Reluctantly, Adam abandoned his surveillance. Taking a string of green wire from the Seal’s hand, he scanned the road behind them, his sight line partially blocked by the hood.
“Getting there,” Branch muttered, and then Adam detected a faint new sound. Like the buzzing of a swarm of bees, he thought, but could not yet pick up its direction.
“Hear that?”
Branch glanced up, cocking his head. All at once, there was a crack of glass breaking, the percussive sound of bullets striking metal like the banging of a ballpeen. From the road, Adam thought, and cried out, “Down . . .”
A hammer blow struck the center of his back, a round pinging off his body armor. Adam jerked upright. A second bullet passed through his left shoulder with the force of a blow from a steel bat.
Blood spurted out as Adam dropped to the ground, stunned, instinctively using the truck as cover. Clamping his wound with his good hand, he peered out from behind the truck and saw two men on a motorcycle—a driver and a shooter. “Behind us,” he shouted.
Kneeling, Branch began spraying bullets. The driver veered to evade fire, the shooter stymied from aiming. “Loading magazine,” Branch spat.
Out of bullets, Adam knew. Pulling himself upright, he felt a searing pain course through his left arm, then saw the motorcycle steady itself, the shooter taking aim as they sped closer.
With one hand, Adam jerked his AK-47 and began firing at the driver, the percussive recoil jabbing his good shoulder. The motorcycle wobbled; in slow motion, the driver tipped to the side and toppled with his vehicle onto the hard dirt road. The haze of shock filled Adam’s eyes, white flashes obscuring his vision.
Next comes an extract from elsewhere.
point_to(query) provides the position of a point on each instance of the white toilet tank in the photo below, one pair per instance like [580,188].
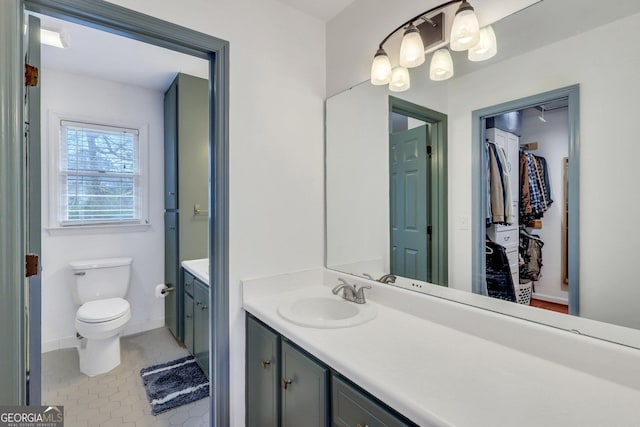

As though he were watching from a distance, he saw the shooter rise to his knees and begin returning fire.
A round popped by Adam’s jaw. The shooter’s head snapped back, a gaping hole where one eye had been. As Adam slumped against the windshield, he saw Branch fire again, the shooter’s chest twitching as he fell backward.
Adam dropped his rifle, right palm pressed against the hole in his shoulder. It pulsed with pain; blood seeped from between his fingers. Without glancing at him, Branch ran forward, firing at their prone attackers. Their bodies skittered with each bullet in an eerie death rattle. Only then did Branch turn to see Adam sliding down the side of the car, his white shirt soaked in carmine.